Saturday evening dinner with friends, a party of 4.
NoN has a formal atmosphere and an impressive looking menu, but it failed to deliver in both service and in preparation and flavor. We had spotty service, with attention, followed by long gaps of inattention. I won't go into detail, but it took too long for each part of our order to be taken, too long with empty glasses on the table, too long to deliver bread (like 45 min after arriving), drinks delivered and dirty plates not removed (from a small table).
If you're going to be this formal, even bordering on stuffy, then you're going to have to hold up tour end of the bargain. NoN did not.
Appetizer of octopus salad: Large oblong plate, with salad on one half, and a streak of sauce on the other half. Sauce was weakly flavored, and the octopus grilled to dryness. Unremarkable. The other salad was a Beet salad. Again fussy looking, but nobody commented that it was actually good tasting.

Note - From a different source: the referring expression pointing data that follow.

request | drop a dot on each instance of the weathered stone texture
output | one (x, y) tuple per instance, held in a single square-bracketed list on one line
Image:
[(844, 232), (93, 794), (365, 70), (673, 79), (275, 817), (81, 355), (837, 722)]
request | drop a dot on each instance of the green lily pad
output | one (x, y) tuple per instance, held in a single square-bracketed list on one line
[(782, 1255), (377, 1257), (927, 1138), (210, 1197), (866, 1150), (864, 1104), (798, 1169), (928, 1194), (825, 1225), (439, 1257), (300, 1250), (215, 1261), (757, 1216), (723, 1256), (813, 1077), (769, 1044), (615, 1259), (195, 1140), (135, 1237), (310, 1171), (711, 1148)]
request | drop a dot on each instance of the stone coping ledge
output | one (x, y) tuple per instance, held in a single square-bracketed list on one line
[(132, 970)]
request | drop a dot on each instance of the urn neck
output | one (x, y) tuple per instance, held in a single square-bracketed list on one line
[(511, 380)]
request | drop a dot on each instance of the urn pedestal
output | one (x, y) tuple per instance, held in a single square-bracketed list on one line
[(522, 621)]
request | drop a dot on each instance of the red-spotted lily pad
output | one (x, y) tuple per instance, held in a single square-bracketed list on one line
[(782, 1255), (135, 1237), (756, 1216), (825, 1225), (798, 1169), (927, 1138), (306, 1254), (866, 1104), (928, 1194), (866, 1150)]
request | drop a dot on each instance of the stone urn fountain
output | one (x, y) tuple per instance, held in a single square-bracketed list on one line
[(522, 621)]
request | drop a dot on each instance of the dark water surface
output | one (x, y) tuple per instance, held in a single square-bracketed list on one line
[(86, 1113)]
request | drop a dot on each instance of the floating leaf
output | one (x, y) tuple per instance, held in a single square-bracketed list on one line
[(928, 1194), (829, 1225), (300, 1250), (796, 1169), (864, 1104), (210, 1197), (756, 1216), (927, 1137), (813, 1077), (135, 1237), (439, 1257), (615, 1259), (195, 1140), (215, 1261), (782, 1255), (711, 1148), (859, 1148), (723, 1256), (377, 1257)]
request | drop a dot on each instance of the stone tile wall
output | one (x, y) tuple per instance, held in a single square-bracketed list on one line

Then the mains. Pork Osso Bucco described as "maple root vegetables, porter reduction, blackberry, corn shoots" The pork was tender, but over salted, without any other contrasting notes. The root vegetables were roasted, and served with the now ubiquitous roasted kale (or was it brussels greens, I couldn't tell). No contrasting flavors, no maple, blackberry, etc. just umami roasted veg.
Now the truly telling dish. The "Daily Vegetarian Offering." A plate with rice and chick-pea mini "burger patties" that were flavorless and dried out, with just a sprinkling of greens and small potatoes for garnish. Another nondescript sauce. The waiter said it was "really good." It was not. This is always such a disappointment. If you can't cook vegetables, just say so. If it's too hard to not fall back on something with "short rib" in the name, then just fess up. We understand. Not like there aren't entire cuisines that are almost entirely vegetarian with absolutely mind-blowing flavor combinations and inventiveness. We'll just order another salad for the main, and save it for a trip to any of a dozen local Thai, Indian or Vietnamese restaurants that know how great a veg dish can be. Or, while we're at it, any one of a dozen or so new entrants to the local scene that really care about the food their serving, even the "vegetables".
Friends don't let friends take out-of-towners to NoN. Pittsburgh does so much better elsewhere.